Warren Buffett, the world’s greatest investor, is always someone you want to watch. Even if you may not invest in exactly the same stocks he’s investing in, you can interpret his mindset is by watching the stocks he buys and sells each quarter.
Although he clearly has one of the best track records ever and has been posting incredible growth for years now, if you study his style, you can see how it’s changed and evolved over the years, as have the financial markets.
In the past, Buffett preferred decent companies at wonderful prices, while today he’s more inclined to buy wonderful companies at decent prices.
It says a lot when an investor with such a strong track record as Buffett willingly changes his strategy, without having an issue that caused him to change it.
He has realised that there’s been a shift in how the economy and, consequently, how the stock market views things. Buffett has shifted his own strategy to best take advantage of the new era we live in.
Two Canadian companies that are Warren Buffett-type stocks are Air Canada (TSX:AC)(TSX:AC.B) and Leon’s Furniture Ltd. (TSX:LNF).
Air Canada
In the past Buffett has stated that he didn’t like airline stocks, as there used to be a tonne of competition, which impacted profitability in the industry.
Over the years, however, with consolidation in the sector and a better understanding of how to reach profitability, the airline business became more investible.
Buffett now owns all of the largest four airlines in the United States, with roughly a 10% stake in each company.
Air Canada is just as strong a company as any of its major U.S counterparts.
It’s the market leader in Canada and has made numerous deals with many other large carriers to extend its reach around the world.
Its stock is up more than 260% in the last three years, as it improves its operations and profitability.
Looking at its valuation, however, Air Canada still seems to be fairly valued and positioned to continue growing as the demand for air travel heats up.
Its price to earnings ratio sits at just 12.6 times earnings, and even though it’s at its 52-week high, the stock has a lot of momentum and should continue to grow into the new year.
Gaining some exposure to Air Canada today is a prudent choice, especially as airlines continue to improve the efficiency of their operations and translate the increasing growth in demand to their bottom lines.
Leon’s
Leon’s is a nation-wide furniture retailer in Canada. Buffett has always historically owned Nebraska Furniture Mart, as he liked the business. In November of 2019, he invested in another furniture company.
If you can find a well-run furniture company, you’ll likely make profits and Leon’s is a prime example of a top-tier furniture store.
In the last decade, it’s been strengthening its business from all angles with one of the biggest deals being when it acquired its main rival in the Brick.

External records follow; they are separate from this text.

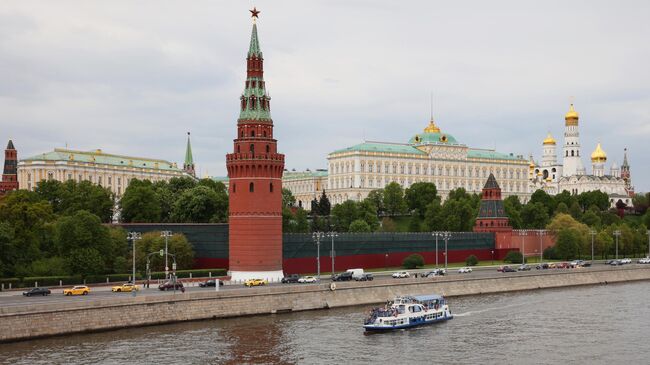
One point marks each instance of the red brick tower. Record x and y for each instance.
(255, 171)
(10, 172)
(492, 217)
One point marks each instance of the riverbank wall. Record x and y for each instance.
(51, 319)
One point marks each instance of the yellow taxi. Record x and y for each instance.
(126, 287)
(77, 290)
(255, 282)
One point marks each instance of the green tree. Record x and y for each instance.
(394, 202)
(200, 204)
(419, 195)
(140, 203)
(359, 225)
(534, 215)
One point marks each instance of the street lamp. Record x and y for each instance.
(317, 237)
(332, 235)
(617, 234)
(593, 234)
(166, 234)
(133, 236)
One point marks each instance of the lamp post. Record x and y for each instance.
(166, 234)
(317, 237)
(332, 235)
(593, 234)
(133, 236)
(617, 234)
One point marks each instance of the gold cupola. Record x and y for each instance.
(432, 127)
(549, 140)
(571, 117)
(598, 155)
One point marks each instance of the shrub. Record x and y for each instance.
(513, 257)
(471, 260)
(413, 261)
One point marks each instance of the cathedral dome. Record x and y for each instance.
(549, 140)
(598, 155)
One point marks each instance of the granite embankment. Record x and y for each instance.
(20, 323)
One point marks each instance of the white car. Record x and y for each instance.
(401, 274)
(307, 279)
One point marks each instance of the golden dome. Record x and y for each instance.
(549, 139)
(598, 155)
(432, 128)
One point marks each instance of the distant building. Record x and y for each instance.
(9, 174)
(108, 170)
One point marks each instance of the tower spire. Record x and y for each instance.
(188, 166)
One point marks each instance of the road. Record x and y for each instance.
(15, 298)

It’s also added ancillary business to its portfolio such as an appliance and furniture repair business and an insurance company.

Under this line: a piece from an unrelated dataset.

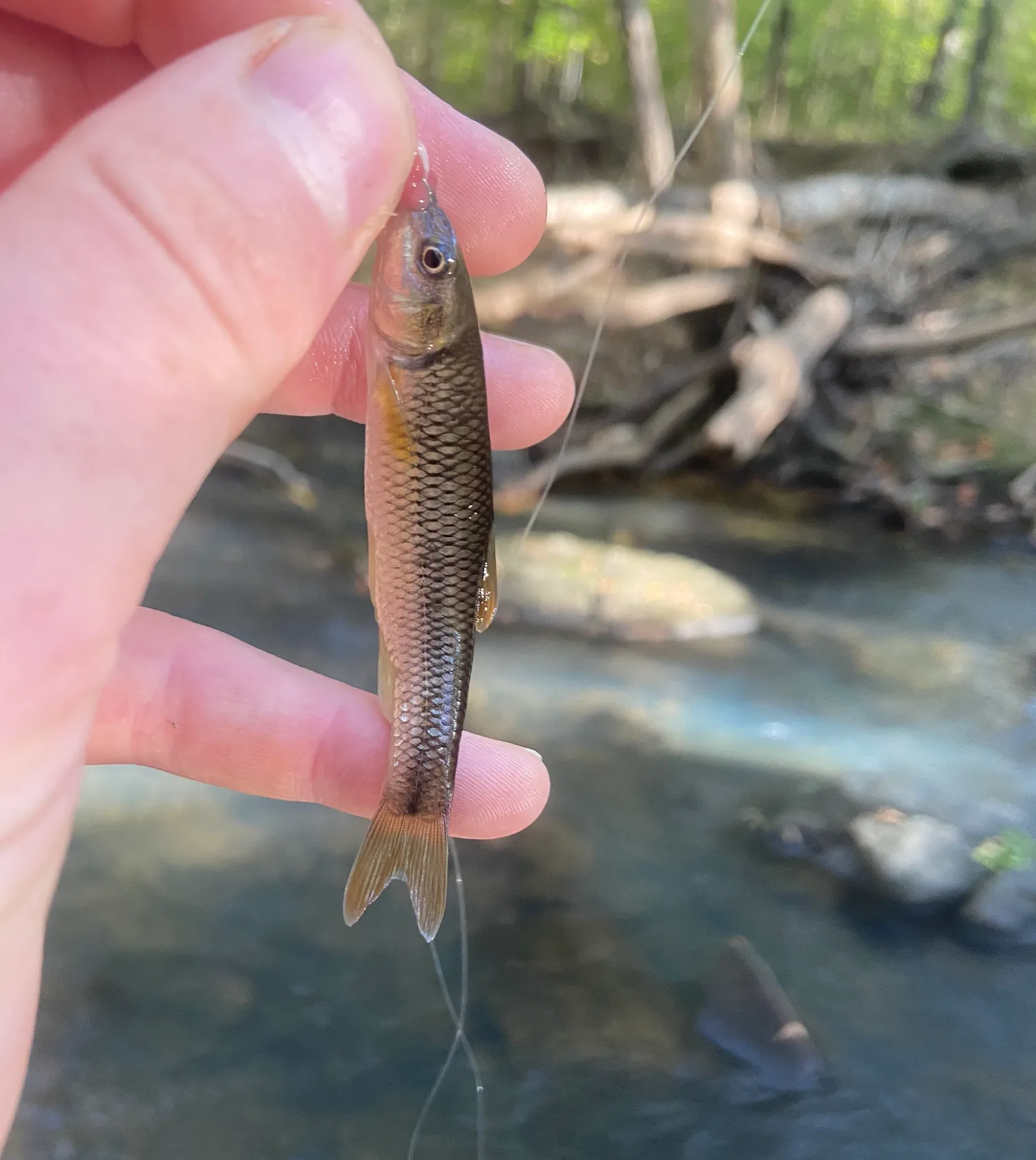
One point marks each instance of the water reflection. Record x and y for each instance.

Further, Leon’s also has a tonne of real estate in highly populated areas that only increase in value each year; this is another strategic option for the company to consider — and a safety net in case it needs to close down underperforming stores in the future.

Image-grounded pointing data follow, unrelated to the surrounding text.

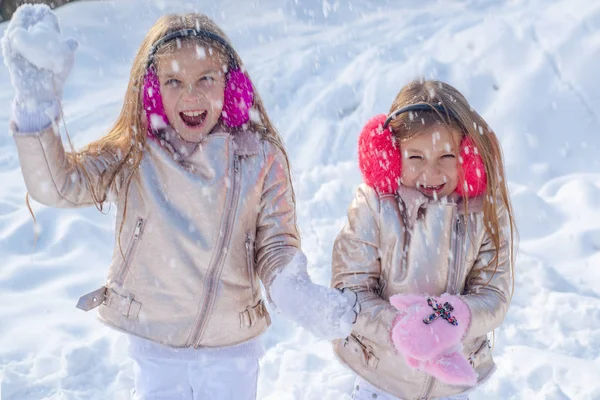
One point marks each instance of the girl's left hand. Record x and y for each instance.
(428, 332)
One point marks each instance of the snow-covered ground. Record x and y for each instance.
(323, 67)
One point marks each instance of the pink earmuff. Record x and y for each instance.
(380, 161)
(237, 100)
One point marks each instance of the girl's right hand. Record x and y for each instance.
(39, 61)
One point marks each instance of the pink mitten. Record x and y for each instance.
(428, 332)
(451, 368)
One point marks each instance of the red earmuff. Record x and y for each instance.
(380, 160)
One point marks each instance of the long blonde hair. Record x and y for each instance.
(127, 137)
(466, 120)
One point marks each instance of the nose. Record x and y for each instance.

From an operational standpoint, the company is extremely consistent, with return on equity in each of the last five years of between 12.5% and 14%.
The continued growth in its business has led to multiple dividend increases, with the company currently paying out $0.56 annually, a 3.5% yield today.
Leon’s is an underrated stock that’s been growing investors’ money for a while now. With many strategic options available for the future, it’s a top stock to own for the long term.
Bottom line
As well as similar stocks to those in Buffett’s portfolio, these stocks are also wonderful companies, which is exactly what Buffett is looking for.
Buying these stocks or similar stock and holding them for the long term will set you up for great capital appreciation.